Molecular Design of Perylene Diimide Derivatives for Photocatalysis

Abstract

Perylene diimides (PDIs) and their derivatives represent a kind of most promising photocatalytic materials due to their strong visible light absorption, ease of functionalization, excellent thermal/photostability, as well as tunable electronic structures and energy levels. However, several challenges persist in the development of PDI photocatalysts, including low electron–hole separation efficiency, slow charge transfer, and rapid carrier recombination. In this perspective, we focus on enhancing the performance of PDI photocatalysts through a molecular design.
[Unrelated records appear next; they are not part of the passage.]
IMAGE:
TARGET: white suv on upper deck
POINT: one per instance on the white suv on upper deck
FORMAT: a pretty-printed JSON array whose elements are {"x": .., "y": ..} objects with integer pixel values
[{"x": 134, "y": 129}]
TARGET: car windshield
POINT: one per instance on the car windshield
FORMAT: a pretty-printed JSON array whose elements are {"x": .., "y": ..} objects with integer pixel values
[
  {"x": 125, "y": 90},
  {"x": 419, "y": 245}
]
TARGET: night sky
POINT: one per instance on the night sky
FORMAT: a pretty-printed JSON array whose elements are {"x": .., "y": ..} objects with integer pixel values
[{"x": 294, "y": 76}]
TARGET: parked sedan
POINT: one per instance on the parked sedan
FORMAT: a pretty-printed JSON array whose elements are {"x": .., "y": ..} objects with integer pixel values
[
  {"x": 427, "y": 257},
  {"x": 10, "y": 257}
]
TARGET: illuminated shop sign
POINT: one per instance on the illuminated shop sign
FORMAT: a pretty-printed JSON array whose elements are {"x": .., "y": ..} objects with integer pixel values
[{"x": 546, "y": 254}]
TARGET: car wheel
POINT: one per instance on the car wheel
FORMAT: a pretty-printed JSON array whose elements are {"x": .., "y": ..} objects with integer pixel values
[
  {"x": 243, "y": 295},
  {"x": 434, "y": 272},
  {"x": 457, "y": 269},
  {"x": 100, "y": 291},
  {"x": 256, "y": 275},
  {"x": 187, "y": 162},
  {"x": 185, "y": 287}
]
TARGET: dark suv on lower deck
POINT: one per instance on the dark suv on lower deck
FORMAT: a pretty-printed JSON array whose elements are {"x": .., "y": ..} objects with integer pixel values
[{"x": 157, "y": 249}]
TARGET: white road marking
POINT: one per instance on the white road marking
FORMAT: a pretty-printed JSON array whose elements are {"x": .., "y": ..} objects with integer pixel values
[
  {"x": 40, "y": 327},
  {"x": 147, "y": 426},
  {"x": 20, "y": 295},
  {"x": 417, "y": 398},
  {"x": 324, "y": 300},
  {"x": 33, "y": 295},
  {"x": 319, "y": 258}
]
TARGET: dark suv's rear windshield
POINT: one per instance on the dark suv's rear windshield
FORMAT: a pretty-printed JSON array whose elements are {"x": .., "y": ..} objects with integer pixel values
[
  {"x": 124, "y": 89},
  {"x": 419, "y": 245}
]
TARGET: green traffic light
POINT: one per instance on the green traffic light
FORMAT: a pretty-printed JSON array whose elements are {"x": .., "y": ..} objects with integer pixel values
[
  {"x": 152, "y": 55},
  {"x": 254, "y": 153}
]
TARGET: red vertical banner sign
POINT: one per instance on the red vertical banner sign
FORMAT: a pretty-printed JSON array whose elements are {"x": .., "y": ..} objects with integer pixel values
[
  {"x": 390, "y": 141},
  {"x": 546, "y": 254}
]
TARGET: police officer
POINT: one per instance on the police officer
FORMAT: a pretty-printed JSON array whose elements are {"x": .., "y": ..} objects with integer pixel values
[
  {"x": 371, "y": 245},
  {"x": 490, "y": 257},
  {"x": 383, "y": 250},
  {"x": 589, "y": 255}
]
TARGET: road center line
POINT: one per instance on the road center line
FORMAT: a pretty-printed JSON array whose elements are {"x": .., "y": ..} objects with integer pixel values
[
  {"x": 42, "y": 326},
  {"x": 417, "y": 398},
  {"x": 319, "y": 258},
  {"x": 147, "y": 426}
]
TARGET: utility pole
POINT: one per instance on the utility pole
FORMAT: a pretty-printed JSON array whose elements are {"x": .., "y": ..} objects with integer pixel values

We provide a comprehensive overview of various improvement strategies: (1) precise modulation of molecular dipole moments by altering the polarity of side chains to strengthen the built-in electric field, (2) utilization of steric hindrance and noncovalent interactions of side chains to construct nanoscale, highly ordered supramolecular nanostructures, (3) modification of the perylene core to adjust molecular energy levels and increase the number of active sites, (4) integration of PDI with various semiconductors or metals to form composite systems that enhance the interfacial built-in electric field or create extensive delocalized charge channels, and (5) selection of suitable linker groups to build polymer photocatalysts with large dipole moments. These strategies can facilitate the separation and migration of photogenerated carriers in PDI photocatalysts, eventually boosting their photocatalytic efficiency. The relationship between molecular structure and photocatalytic performance, particularly in the context of photocatalytic degradation and water splitting, is examined in detail. Finally, the future prospects and challenges of PDI photocatalysts are thoroughly discussed.